Whether or not this can be deemed to be beneficial will remain to be seen. But a hard right Tory administration determined to force through a probable hard Brexit will leave little room to manoeuvre for Northern Ireland despite promises from Westminster that a hard border with the ROI will not happen.
In the absence of clear detail and direction from Westminster and the abundance of speculation, confusion and uncertainty, whatever happens, there is one thing we are sure of… UK and probably Irish politics are heading for a bumpy and transformative time ahead. The electorate are increasingly becoming agitated at the lack of provision of a devolved government in Northern Ireland, but within the parameters of the party-political systems that have historically been thrust upon them, there is a limit to the process of change that can take place. It is a form of political determinism with few options of immediate improvement.
It is a case regionally and nationally of immovable objects and irresistible forces… of transformation and determinism.
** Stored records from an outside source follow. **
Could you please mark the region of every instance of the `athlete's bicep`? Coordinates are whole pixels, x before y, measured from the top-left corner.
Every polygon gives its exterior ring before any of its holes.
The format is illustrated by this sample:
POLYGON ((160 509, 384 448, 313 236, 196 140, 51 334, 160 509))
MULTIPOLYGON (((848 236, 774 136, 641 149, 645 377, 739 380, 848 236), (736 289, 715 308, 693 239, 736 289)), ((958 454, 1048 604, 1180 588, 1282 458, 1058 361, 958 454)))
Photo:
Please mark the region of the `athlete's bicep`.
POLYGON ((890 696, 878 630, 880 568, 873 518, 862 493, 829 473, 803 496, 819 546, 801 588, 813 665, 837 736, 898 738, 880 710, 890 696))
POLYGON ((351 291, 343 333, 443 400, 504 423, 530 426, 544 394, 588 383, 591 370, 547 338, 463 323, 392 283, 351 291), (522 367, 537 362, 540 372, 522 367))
Revolution can be tumultuous.
Commenting on the Prime Ministers announcement that a General Election is to be called on 8 June, Retail NI Chief Executive Glyn Roberts said: “The timing of this General Election poses a significant challenge to the current talks on restoring devolution. Retail NI and the business community as a whole, want to see these talks reach a successful conclusion and for the Assembly and Executive to be restored.”
“Political stability is the essential basis for economic growth.
“The focus of this election should be on Policy and what type of Brexit is best for Northern Ireland and the UK as a whole. Setting out a new vision for the future of the our local economy should be the central issue in this election for political parties, locally and nationally”.